FREQUENTLY ASKED QUESTIONS
Are you saying I should skip trade shows entirely?
No. Trade shows have real uses: relationships, market intelligence, seeing competitors' lines in person. The argument is about proportion. If the booth is your primary strategy for being found by new buyers, you have aimed your biggest spend at the buyer who existed in 2015, not the one who exists now.
The giants' sites look modern and expensive. How can they not be AI-ready?
Looking modern and being readable by an AI are different things. A heavy JavaScript site can look beautiful to a human and return almost nothing to a crawler. And a polished brochure that answers no buyer question gives an AI nothing to cite no matter how good it looks. Brand prestige and AI citability are unrelated. That is precisely the opening.
If even Amcor hasn't done this, why would a small factory beat them?

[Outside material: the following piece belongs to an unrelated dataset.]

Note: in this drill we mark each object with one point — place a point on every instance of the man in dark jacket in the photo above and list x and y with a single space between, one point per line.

Because in the citation layer, size does not win. Specificity does. The factory that publishes the single most useful, most specific answer to a real buyer question becomes the citation for that question, regardless of revenue. A focused factory can own a buyer question that a $15 billion conglomerate never bothered to answer.
What is the first move?
Before any of this, find out where you actually stand. Pick your best product, the one you are proudest of, and watch what an AI tool says when a buyer asks for the best provider of exactly that. If your competitors appear and you do not, you have just seen the gap with your own eyes. That gap is the whole conversation.
THE BOTTOM LINE
The packaging industry is pouring money into two channels the buyer has already left: paid ads and trade-show floors. The first is invisible to AI search. The second is invisible to AI search and requires a plane ticket. Meanwhile the citation layer, the place 51 percent of buyers now begin, sits empty, abandoned even by the giants who keynote the conferences.
Every $40,000 booth is a body of work you could have published instead. The factories that understand this in the next 18 months will be the answer when the buyer asks. The factories that keep flying to Bangkok to watch their competitors take the stage will keep wondering why the phone never rings.